Restaurant Le Meurice Alain Ducasse par Patrick Faus
: cuisine banale
: cuisine d’un bon niveau
: cuisine intéressante et gourmande
: cuisine de haut niveau… à tous les niveaux
: cuisine exceptionnelle
… Cuisine française par et en excellence ? Certainement ! ……
Pendant quelques mois, la succession de Yannick Alléno au Meurice occupa les gazettes parisiennes et chacun y alla de son pronostic ou de sa rumeur. On parla alors de Philippe Etchebest, de Christophe Moret de Lasserre, et surtout de Frédéric Anton du Pré Catelan. Puis, plus rien. A la surprise générale ce fut Alain Ducasse qui l’emporta. Il est vrai que le chef protéiforme est déjà dans le groupe Dorchester puisqu’il dirige le restaurant éponyme de Londres (*** Michelin). Excellente table au demeurant… Et le Plaza Athénée étant fermé pour plusieurs mois, il arrive donc avec bagages et équipes déjà parfaitement rodés.
Le voilà à nouveau omniprésent sur la scène gastronomique parisienne avec le Meurice et Allard, tous deux répondant à des stratégies différentes mais qui accentuent encore l’extension du domaine ducassien sur la capitale.
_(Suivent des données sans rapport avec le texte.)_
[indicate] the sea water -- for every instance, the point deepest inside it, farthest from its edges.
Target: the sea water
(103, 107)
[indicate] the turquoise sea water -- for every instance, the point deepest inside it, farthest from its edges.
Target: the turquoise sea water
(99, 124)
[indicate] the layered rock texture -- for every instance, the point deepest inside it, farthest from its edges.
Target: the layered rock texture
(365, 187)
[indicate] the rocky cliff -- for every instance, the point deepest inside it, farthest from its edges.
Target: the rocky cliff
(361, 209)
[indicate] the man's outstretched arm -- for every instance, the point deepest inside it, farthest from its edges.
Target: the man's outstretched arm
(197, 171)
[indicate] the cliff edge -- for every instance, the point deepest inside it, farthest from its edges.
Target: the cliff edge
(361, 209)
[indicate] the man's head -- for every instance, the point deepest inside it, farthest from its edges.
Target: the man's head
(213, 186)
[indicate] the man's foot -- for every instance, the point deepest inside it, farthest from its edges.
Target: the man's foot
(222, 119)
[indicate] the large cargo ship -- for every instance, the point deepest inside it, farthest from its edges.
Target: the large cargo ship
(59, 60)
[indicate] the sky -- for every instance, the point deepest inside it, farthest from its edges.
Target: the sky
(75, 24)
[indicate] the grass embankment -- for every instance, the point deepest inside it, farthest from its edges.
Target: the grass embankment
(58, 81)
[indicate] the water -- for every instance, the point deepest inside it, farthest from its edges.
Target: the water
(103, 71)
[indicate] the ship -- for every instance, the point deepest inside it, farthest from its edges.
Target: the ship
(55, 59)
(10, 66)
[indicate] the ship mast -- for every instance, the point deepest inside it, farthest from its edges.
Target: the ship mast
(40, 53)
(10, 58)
Bonne ou mauvaise chose ? L’avenir le dira.
En apparence, rien n’a changé dans la magnifique salle du Meurice qui, à chaque fois, coupe le souffle par son immensité de plafond, son volume unique et la conception du décor de Philippe Starck qui ne prend pas une ride. Pourtant quelques détails indiquent que les choses bougent. L’entrée se fait directement du hall de l’hôtel et non plus par le Dali, l’organisation des fameuses « banquettes » a changé, l’accueil est plus chaleureux et peut-être moins guindé, petits détails qui contribuent à faire une différence. Service toujours aussi impressionnant de professionnalisme discret
et efficace sous la houlette amicale et omniprésente de Frédéric Rouen, belle vaisselle, nappes douces et épaisses, blancheur immaculée de l’ensemble qui vous entraîne l’espace d’un rêve hors du monde. Vous êtes empli d’un bonheur presque enfantin de se sentir si bien dans ce luxe finalement protecteur puisque le luxe sert à se protéger de l’autre et du monde. Tout cela, avant même de déguster… Et après ?That is the question. Bien sûr, l’ombre de Yannick Alléno plane dans cette salle qu’il a marquée de son talent pendant des années. La charge est lourde et le challenge immense pour le chef Christophe Saintagne, passé par diverses maisons dont Jean-François Piège au Crillon et la galaxie Ducasse des Lyonnais au Plaza en passant par le 59 Poincaré.
Une pré-entrée qui définit les codes, marque le territoire, instaure l’identité par un classique de Ducasse : la cocotte. Ici, des légumes d’automne croque au sel cuits simplement à la vapeur, présentés en cocotte, rehaussés par une délicate sauce à l’oseille. Il l’avait dit « une cuisine plus végétale et en harmonie avec le moment ». Le Pâté chaud de pintade au chou est déjà le plat « star » de la carte. A juste titre car remarquablement réalisé, puissant, d’une rusticité joyeuse dans ce décor sophistiqué, pour un vrai plat d’automne finissant. Le Chambolle-Musigny Clos du village de chez Guyon en 2008 a parfaitement joué le jeu des accords parfaits. Sobrement intitulé : Bar, fenouil, citron, le plat est simplement magnifique avec une cuisson impériale, une sauce à tomber de sa chaise sur un fond de jus citronné. Perfect, mister Ducasse !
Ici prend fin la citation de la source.